As for attacking regime targets, it is hard to imagine that after siding with the mullahs against democracy protesters in the aftermath of the stolen 2009 presidential elections, Obama would decide to call suddenly for the regime to be replaced - let alone take military action to advance that goal.

THEN THERE is the nuclear issue. Since Russia's and China's support for Iran at the Security Council rules out any option of a Security Council-sanctioned attack in Iran's nuclear installations, it is fairly obvious that the administration will take no military action whatsoever against Iran's nuclear program. This is, after all, the administration that believes the US must receive UN approval for any military operation.
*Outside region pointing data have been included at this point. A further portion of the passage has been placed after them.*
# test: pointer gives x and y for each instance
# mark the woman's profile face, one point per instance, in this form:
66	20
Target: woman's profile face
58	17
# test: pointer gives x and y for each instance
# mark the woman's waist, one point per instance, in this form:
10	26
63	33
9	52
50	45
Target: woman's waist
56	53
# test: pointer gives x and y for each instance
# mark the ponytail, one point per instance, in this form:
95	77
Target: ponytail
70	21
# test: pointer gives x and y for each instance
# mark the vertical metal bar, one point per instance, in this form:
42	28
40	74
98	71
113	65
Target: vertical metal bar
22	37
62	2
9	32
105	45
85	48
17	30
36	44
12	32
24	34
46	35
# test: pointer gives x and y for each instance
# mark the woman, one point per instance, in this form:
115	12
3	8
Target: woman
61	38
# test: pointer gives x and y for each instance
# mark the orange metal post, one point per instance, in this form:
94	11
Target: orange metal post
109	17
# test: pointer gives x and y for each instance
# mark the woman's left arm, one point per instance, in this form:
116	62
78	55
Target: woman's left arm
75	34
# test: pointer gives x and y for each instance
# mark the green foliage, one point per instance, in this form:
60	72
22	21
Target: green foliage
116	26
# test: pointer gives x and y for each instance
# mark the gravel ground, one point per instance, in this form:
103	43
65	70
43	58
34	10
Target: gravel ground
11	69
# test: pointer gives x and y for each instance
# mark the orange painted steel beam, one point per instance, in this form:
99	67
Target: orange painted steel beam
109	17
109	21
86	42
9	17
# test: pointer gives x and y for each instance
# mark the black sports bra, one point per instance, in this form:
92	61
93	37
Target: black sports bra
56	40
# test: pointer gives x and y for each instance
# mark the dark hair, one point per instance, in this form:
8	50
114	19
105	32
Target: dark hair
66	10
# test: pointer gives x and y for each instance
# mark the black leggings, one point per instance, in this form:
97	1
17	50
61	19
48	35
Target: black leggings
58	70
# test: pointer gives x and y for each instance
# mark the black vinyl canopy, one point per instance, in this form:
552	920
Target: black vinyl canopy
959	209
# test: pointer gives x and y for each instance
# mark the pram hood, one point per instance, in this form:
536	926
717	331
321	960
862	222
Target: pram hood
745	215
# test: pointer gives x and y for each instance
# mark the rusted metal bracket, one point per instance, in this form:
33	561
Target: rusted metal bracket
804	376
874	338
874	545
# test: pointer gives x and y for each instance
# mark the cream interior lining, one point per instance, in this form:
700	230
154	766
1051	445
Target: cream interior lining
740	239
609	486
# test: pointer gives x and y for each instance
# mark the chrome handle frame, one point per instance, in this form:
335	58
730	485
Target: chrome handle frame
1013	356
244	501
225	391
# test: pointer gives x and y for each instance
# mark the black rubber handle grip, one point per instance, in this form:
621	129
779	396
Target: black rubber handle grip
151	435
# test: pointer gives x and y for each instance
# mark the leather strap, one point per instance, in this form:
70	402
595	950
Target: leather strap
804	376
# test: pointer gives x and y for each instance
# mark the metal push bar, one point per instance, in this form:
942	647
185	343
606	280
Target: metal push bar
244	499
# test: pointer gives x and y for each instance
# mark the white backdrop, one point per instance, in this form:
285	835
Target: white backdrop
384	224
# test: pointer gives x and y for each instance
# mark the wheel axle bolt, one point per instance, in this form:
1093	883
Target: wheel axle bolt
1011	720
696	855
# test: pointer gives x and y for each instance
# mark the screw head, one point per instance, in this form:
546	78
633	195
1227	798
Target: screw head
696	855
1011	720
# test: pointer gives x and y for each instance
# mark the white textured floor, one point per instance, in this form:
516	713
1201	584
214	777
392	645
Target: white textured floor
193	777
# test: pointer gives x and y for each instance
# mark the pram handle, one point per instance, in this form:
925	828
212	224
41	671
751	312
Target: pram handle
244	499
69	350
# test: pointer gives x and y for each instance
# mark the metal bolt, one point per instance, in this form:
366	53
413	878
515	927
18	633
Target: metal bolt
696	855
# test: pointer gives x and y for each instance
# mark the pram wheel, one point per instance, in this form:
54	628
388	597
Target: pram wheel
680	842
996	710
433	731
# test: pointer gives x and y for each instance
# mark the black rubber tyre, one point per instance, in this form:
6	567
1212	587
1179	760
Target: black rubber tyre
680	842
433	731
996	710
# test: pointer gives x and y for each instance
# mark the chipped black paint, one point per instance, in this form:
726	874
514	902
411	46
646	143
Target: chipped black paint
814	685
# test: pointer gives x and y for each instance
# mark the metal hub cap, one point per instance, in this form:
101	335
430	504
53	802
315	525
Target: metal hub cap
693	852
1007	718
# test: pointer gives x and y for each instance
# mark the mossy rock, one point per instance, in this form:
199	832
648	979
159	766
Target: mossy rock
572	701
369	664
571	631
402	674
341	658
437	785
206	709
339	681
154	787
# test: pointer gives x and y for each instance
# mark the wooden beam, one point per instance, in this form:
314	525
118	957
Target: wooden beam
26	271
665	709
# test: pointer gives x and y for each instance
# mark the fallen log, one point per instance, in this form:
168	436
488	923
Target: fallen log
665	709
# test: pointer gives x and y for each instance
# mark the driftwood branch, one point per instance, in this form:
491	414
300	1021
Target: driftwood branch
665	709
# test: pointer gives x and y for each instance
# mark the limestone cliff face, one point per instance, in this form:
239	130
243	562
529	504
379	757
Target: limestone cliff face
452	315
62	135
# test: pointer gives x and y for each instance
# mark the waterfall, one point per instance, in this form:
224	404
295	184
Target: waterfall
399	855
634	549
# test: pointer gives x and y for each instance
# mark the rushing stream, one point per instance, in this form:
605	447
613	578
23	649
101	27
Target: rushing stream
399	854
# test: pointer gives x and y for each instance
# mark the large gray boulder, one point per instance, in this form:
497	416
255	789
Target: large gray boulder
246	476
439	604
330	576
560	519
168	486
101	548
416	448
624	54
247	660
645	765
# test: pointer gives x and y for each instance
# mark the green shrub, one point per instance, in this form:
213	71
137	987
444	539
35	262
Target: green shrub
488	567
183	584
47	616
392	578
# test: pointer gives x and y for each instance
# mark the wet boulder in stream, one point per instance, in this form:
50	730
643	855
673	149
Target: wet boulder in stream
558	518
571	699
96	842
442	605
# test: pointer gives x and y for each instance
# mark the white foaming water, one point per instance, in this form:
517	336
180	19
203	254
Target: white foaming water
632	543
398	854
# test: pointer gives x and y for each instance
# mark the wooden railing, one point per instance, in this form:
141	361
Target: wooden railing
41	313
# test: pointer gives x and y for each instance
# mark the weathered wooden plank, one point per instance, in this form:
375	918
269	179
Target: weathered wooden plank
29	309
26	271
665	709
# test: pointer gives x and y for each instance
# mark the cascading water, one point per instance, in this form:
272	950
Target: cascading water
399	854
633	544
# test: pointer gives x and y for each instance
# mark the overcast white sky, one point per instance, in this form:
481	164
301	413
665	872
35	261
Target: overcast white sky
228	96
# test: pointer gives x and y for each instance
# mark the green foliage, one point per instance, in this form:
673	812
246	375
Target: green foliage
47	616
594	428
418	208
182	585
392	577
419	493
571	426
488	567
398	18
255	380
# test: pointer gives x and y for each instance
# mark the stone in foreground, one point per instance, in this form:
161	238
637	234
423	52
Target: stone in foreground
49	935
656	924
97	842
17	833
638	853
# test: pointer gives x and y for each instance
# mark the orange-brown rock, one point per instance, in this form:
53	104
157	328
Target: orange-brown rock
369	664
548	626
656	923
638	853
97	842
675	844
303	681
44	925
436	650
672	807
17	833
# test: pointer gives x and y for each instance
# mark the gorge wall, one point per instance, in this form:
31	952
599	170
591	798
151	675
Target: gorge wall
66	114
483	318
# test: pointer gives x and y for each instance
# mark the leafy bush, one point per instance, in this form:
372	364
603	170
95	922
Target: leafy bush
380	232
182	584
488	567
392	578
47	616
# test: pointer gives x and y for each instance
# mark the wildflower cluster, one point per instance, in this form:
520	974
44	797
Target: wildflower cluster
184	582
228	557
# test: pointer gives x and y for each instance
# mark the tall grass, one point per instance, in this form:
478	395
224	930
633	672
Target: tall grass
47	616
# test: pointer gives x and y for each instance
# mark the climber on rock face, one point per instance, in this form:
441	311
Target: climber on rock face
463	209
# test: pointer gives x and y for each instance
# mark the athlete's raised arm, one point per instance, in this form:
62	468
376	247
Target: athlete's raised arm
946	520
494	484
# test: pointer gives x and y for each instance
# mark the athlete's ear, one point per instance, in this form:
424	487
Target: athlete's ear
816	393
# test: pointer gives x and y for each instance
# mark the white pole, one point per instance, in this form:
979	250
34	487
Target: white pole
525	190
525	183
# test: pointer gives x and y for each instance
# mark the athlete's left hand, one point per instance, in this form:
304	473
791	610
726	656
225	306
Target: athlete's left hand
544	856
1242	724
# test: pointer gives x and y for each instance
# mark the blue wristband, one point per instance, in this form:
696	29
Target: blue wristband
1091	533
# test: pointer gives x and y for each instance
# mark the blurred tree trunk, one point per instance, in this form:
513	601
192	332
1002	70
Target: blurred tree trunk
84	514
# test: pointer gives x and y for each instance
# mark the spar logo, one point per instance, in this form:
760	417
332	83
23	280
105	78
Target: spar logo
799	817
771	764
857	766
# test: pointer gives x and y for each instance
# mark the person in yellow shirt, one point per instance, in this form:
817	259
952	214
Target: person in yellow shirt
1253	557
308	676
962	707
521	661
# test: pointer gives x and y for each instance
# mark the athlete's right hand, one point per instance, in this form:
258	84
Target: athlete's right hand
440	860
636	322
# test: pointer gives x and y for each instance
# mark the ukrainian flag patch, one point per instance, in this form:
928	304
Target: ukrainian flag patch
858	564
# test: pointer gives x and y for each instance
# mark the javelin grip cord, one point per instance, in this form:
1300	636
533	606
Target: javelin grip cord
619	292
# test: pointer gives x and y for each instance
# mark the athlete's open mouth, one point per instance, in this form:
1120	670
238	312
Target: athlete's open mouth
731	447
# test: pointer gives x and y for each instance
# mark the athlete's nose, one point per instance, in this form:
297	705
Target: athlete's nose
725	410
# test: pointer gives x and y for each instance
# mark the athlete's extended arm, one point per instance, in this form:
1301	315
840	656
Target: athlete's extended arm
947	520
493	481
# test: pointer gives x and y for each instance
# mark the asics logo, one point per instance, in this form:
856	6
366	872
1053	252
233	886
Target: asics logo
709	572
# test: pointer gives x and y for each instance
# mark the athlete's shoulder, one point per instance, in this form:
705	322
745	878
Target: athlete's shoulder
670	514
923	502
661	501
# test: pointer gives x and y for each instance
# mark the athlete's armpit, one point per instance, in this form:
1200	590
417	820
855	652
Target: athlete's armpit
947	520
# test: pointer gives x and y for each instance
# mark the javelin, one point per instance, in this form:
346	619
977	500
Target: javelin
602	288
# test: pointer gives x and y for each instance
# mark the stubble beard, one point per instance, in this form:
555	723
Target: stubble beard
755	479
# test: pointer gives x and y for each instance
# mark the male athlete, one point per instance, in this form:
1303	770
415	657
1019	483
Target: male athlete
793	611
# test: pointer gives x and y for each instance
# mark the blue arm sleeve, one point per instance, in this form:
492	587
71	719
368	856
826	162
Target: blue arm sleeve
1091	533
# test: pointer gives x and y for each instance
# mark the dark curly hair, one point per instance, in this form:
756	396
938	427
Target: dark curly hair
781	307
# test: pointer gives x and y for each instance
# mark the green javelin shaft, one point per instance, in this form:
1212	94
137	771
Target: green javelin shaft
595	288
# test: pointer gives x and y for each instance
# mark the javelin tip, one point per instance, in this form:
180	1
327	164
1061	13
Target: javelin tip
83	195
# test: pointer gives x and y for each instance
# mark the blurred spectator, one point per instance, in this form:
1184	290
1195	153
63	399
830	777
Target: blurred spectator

Obama's effectively pro-ayatollah policies have caused him to treat the prospect of a nuclear-armed Iran as essentially identical to the threat posed to the US by the Soviet Union during the Cold War. As nuclear proliferation scholar Avner Cohen explained in an interview with The Jerusalem Post earlier this month, the administration is committed to a policy of containing a nuclear-armed Iran rather than preventing Iran from acquiring nuclear weapons.

Cohen explained, "The US wants itself, and also Israel, to be engaged in a thorough effort to contain Iran - like the way the Soviet Union was contained during the Cold War - meaning that for all practical purposes and short of extreme circumstances, both the US and Israel would have to put aside the military option and instead work to contain Iran."

According to Olli Heinonen, the former deputy director of the UN's International Atomic Energy Agency, the US will have an opportunity to put its nuclear containment policy toward Iran into action in the near future. In an interview two weeks ago with Der Spiegel, Heinonen asserted that within two years, the Iranians will have sufficient quantities of plutonium to produce atomic bombs. Within a year, they will have enough highly enriched uranium to have what is referred to as "break-out capacity," meaning they can produce nuclear bombs at will.

The problem with Obama's non-response to Iran's nuclear weapons program and its terror plot to attack Washington is that the Iranian regime is nothing like the Soviet Union. The regime whose first foray into international diplomacy involved taking a knife to the nation-state system by attacking the US embassy and holding its personnel hostage is not a strategic equivalent of the Soviet Union. A regime that sent 100,000 of its children to their deaths during the Iran-Iraq War by dispatching them to the battlefields as human mine sweepers is not a regime that can be contained through mutual assured destruction as the Soviets were.

Iran's war against the US is a war that only Iran is fighting. And if something doesn't change very quickly, it is clear that since Iran is the only side fighting the war, Iran is the only side that will win the war.